Most Dutch renaissance buildings that were originally located along the Lange Voorhout were replaced in the 18th century. As a result, the houses along the Lange Voorhout today are predominantly 18th century, or constructed in the 19th or 20th century in an 18th-century style.
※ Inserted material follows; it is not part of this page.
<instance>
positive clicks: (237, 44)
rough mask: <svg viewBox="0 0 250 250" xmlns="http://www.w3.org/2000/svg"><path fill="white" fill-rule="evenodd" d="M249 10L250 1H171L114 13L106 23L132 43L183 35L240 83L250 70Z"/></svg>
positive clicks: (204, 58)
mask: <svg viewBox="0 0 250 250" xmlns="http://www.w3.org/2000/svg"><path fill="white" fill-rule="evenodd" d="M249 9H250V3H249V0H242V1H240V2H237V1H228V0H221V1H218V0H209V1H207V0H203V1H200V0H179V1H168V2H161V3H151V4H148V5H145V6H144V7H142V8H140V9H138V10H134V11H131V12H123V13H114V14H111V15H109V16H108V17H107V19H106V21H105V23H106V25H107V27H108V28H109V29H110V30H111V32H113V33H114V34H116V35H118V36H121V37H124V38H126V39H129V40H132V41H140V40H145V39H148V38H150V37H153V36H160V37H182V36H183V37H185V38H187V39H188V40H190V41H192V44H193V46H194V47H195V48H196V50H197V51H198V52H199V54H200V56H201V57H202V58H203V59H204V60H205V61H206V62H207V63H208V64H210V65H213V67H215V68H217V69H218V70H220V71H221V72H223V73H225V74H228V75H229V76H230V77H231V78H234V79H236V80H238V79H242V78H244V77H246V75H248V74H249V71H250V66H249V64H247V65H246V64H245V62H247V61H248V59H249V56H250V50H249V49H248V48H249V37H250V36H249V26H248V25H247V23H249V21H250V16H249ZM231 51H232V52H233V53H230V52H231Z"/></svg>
Most of them are Rijksmonumenten.

The street is home to a great many institutions and monuments, including:

- The Kloosterkerk, a 14th-century minster (No. 2)
- Ambassadorial Residence of Sweden (No. 28)
- Huis Huguetan (No. 34–36)
- Hotel des Indes (No. 54–56)
- Lange Voorhout Palace, today housing the Escher Museum (No. 74)
- The Parliamentary Documentation Centre (PDC UL) (No. 86)
- The learned society Diligentia
- Pulchri Studio, an art institution and studio
- Embassies of United Kingdom, Spain and Switzerland
- A monument commemorating Prince Bernhard of Saxe-Weimar-Eisenach, constructed in 1864, near the south-eastern end

Huis Huguetan at 34–36 was once the home of the Koninklijke Bibliotheek (Royal Library of the Netherlands, and subsequently (1988 to 2016) the Supreme Court of the Netherlands. In 2016 the court moved into a new building at Korte Voorhout 8.

The former Michelin-starred restaurants Saur and Royal used to be on Lange Voorhout.